Tackling text-to-speech and generating audio file in Windows Store Apps

Afzaal Ahmad Zeeshan

5.00/5 (4 votes)

Dec 26, 2015

CPOL

9 min read

17095

In this post, you will learn how to perform text-to-speech actions in Windows Runtime for Windows Store applications, also how to store the speech stream in a waveform file format on your machine.

Introduction and Background

I was adding a few more features to the Windows Store application that I have, “Speak It!“, and while doing so, it became much more complex task as I dig deeper into streams. Remember, streams provided by Windows Runtime are not as much simpler as .NET has. So, in this post, I will talk about a few of those hazards that you may come across. This post consists of two sections, the first one is to talk about the “Text-to-speech” API in Windows Store, sorry, Universal Windows Platform and the second one would talk about the saving the generated speech stream to an audio file.
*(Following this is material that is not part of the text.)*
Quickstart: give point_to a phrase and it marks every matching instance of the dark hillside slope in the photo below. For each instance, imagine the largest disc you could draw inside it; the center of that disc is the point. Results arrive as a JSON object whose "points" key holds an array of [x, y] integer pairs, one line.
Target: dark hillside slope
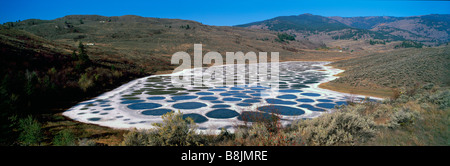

I have already shared most of the concepts in another article of mine, which covers the basic concepts, prerequisites and other basic stuff to be understood to build a Text-to-speech application. Unfortunately, that was .NET oriented whereas this article covers the concepts for text-to-speech API in Windows Runtime API set. The article can be read at "An app that reads out text for you" as I did not post it as a blog here, sorry.

That article is very much similar, because .NET for Windows Store is pretty much similar to what we have as .NET itself! .NET framework (in my opinion!) is very much simple, easy and intuitive as compared to Windows Runtime API set. You can use the same code provided there to get start with the text-to-speech portion, however there are a few differences that I must warn you about. That article also talks about the audio file generation, in this article post I will discuss the development stages in Windows Runtime too. So, follow up with me and learn how to do that!

1. Building text-to-speech part of the application

First section would be to build the basic foundation of the application. I am not going to talk about the UI or UX guidelines at all, instead I will move on to C# code to share how to actually build the application on the backend, so that it actually does some work instead of just showing up its belly. :)

I don’t know why, but Windows development team would like to add speech APIs to media technologies and thus they have provided the objects (classes) under Windows.Media.SpeechSynthesis namespace. Please understand this fact, text-to-speech in Windows API is very simple and intuitive task, you don’t even have to do anything to perform a function to generate speech for text. Windows manages everything itself. So, I am going to show you the C# code, simple C# code, that can generate the audio results for the text that you enter in the application.

Initializing the synthesizer

The synthesizer is defined in the above mentioned namespace, you can use it by calling a constructor and passing a language (or using the default languages provided by the Windows operating system; which are installed by the user). In most cases you don’t have to set up the engines, you can get them already set up. But if you would want to change the engines up and down, you can still manipulate the object that you create.

// Namespace addition
using Windows.Media.SpeechSynthesis;

// Create the object here...
var synthesizer = new SpeechSynthesizer();

// You can update the properties, such as voice engine being used.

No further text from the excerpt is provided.